L’abbazia che non c’è più
1300 anni fa veniva fondata San Pietro di Precipiano, alle pendici del Montespineto, seconda sosta del corpo di Sant’Agostino durante la traslazione. Oggi quel che resta dell’antico cenobio è all’interno del parco di Villa Cauvin
Tra gli anniversari storici che segneranno il 2022 appena iniziato, non può essere dimenticata la fondazione del monastero di San Pietro di Precipiano, avvenuta secondo la tradizione, avvallata da diversi storici locali, nel 722.
Nasce come gemmazione della prestigiosa abbazia di Bobbio alla confluenza del Borbera con lo Scrivia, alle pendici del Montespineto, in una località insieme strategica e suggestiva.
Posta sotto l’egida della dinastia reale longobarda come la casa madre bobbiese, portò fiera fino al suo tramonto la coscienza della sua origine per volontà del Re Liutprando.
La stessa tradizione fissa a Precipiano la seconda sosta del corpo di Sant’Agostino, nel viaggio da Sampierdarena a San Pietro in Ciel d’Oro di Pavia, dove giunse il 28 febbraio. Il monastero sarebbe sorto nel luogo dove sostarono le reliquie del grande Padre della Chiesa, due giorni prima del loro ingresso a Pavia.
Il viaggio di terra, infatti, durò quatto giorni, con tappe di circa trenta chilometri ciascuna: Sampierdarena, Savignone, Precipiano, Casei Gerola, Pavia.
La Translatio Sancti Augustini
Gli storici non sono concordi nel fissare al 722 la “translatio” del sacro corpo e indicano una forbice temporale che va dal 716 al 726, con diverse ipotesi. Lasciando a lato questa diatriba, è importante sottolineare come l’abbazia di Precipiano venga a trovarsi collegata alla più grande operazione politico-religiosa della monarchia longobarda. Liutprando riscattò le reliquie di Sant’Agostino, conservate ai suoi tempi a Cagliari per timore che cadessero in mano araba e le fece trasportare solennemente a Pavia, capitale del regno. Il sovrano che si firmava “Rex christianus et catholicus”, desiderava accreditarsi sempre più presso la Sede Apostolica, come pure di sanare la secolare frattura che attraversava il suo regno; infatti i sudditi romani di fede nicena continuavano a guardare con sospetto i longobardi per la loro radice storica legata al cristianesimo ariano, mettendo in atto una forte resistenza culturale e identitaria che coinvolgeva diocesi e clero e che porterà, nei decenni successivi, a una sempre maggior simpatia verso il regno franco.

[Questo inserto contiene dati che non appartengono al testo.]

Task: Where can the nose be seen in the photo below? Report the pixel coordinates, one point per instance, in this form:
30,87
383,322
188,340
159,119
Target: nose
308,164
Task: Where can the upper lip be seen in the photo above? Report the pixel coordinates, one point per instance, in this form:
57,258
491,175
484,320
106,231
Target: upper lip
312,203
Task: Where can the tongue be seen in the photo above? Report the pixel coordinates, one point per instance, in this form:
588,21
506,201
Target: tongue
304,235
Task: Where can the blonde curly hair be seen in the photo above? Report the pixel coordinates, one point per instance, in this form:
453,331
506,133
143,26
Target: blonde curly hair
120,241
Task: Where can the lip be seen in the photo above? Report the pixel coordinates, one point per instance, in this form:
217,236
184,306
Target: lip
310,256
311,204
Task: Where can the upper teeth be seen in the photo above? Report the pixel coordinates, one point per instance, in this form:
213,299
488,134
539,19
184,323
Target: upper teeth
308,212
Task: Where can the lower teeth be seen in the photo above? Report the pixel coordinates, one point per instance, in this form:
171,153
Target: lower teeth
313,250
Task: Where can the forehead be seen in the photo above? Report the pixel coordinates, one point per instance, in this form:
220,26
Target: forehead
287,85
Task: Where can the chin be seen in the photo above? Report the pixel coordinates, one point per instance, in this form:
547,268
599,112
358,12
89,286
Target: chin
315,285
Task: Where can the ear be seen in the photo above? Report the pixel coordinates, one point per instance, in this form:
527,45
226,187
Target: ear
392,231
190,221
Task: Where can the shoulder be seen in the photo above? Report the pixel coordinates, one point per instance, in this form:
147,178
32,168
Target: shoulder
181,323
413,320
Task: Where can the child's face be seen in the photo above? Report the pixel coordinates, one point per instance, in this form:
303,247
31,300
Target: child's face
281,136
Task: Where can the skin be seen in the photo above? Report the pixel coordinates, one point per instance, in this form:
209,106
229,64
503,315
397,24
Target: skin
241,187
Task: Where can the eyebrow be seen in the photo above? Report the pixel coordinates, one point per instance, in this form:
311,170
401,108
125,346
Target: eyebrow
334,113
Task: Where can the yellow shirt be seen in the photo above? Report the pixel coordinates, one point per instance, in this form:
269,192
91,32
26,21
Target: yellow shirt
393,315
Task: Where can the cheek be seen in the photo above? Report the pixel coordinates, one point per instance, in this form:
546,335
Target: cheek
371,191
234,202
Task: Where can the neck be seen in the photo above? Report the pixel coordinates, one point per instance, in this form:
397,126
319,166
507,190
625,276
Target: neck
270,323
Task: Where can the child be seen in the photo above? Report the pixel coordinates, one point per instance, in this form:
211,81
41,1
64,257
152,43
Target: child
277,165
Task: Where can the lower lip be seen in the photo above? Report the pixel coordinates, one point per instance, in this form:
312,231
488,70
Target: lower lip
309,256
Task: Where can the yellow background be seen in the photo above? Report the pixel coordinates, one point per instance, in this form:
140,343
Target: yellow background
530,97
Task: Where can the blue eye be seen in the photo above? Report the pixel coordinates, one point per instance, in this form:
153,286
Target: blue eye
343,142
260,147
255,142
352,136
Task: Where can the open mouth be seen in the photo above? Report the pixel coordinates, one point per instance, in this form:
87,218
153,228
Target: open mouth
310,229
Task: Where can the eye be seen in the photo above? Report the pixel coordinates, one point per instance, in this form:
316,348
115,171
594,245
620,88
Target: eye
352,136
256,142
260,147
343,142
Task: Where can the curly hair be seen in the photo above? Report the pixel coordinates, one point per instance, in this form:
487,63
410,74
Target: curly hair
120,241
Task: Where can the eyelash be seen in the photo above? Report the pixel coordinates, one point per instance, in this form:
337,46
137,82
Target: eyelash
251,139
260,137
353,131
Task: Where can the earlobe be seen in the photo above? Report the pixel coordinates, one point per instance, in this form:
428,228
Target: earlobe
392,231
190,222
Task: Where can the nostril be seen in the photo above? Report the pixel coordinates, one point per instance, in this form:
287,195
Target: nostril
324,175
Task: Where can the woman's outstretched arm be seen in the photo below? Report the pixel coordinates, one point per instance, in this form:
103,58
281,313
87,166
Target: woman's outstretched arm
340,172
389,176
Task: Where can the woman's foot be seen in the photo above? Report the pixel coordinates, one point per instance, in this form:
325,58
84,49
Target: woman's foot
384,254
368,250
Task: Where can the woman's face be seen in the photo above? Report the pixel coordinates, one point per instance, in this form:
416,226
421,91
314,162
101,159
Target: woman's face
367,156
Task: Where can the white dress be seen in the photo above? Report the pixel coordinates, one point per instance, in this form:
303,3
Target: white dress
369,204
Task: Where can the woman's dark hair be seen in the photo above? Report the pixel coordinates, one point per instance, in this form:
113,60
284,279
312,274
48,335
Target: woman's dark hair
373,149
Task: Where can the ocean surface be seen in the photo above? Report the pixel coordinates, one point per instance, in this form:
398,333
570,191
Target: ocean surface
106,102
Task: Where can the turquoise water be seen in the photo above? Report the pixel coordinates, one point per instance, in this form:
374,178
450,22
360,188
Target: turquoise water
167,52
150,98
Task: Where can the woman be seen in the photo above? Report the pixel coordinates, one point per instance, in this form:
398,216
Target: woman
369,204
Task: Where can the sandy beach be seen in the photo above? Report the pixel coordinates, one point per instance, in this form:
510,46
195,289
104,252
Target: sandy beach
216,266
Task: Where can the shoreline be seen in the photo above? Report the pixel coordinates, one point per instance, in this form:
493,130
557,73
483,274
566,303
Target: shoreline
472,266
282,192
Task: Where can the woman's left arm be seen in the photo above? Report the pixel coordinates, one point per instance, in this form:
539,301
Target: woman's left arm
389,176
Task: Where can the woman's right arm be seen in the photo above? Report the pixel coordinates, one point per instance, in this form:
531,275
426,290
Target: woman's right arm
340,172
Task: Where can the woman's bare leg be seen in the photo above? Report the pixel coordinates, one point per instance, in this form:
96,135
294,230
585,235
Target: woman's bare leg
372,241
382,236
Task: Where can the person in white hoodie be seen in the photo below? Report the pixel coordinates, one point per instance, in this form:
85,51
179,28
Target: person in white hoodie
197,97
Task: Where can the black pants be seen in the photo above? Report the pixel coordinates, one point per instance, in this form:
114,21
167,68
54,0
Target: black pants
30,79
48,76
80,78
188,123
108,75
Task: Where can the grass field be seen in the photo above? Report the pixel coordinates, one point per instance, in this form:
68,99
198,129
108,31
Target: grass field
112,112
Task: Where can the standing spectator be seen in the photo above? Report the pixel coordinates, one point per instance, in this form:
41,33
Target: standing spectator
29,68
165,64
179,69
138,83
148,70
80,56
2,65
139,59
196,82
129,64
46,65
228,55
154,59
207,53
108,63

La deposizione del corpo di Sant’Agostino nella chiesa pavese di San Pietro in Ciel d’Oro, la scelta dell’approdo alla Cella di Sampierdarena e la fondazione dei due monasteri di Savignone e Precipiano, sui luoghi delle soste del sacro corpo, intitolati a San Pietro, sono tutti segni di un disegno orientato alla “captatio benevolentiae” della sede apostolica. Sarebbe stato più logico, in una chiave solo devozionale, che le nuove fondazioni portassero il titolo di Sant’Agostino o lo assumessero in relazione al suo passaggio, qualora già esistenti.
Il cenobio di Precipiano andò sempre fiero della sua fondazione regia e nel mosaico del pavimento, visibile ancora a inizio 800, riportava la scritta “Liutprand rex longobardorum”, già menzionata in un documento del 983.
I secoli dello splendore
Posto sotto l’autorità del vescovo di Lodi, sede tradizionalmente fedele alla monarchia longobarda, pur essendo in territorio della diocesi di Tortona, che era invece avversa ai re longobardi, fu oggetto di una lunga disputa giurisdizionale, finché nel 1157 Adriano IV lo assegnò definitivamente al vescovo di Tortona Oberto; l’assegnazione, contestata dai monaci, fu riconfermata nel 1162, sia come giurisdizione ecclesiastica sia come possesso civile. Il 9 giugno 1196 il Papa Celestino III porrà l’abbazia di Precipiano sotto protezione della Sede Apostolica, confermando il possesso dei suoi beni, che si estendevano prevalentemente nella media valle Scrivia, dal passo dei Giovi alla Val Borbera, con interessanti appendici in Lomellina a Gambarana e Sartirana.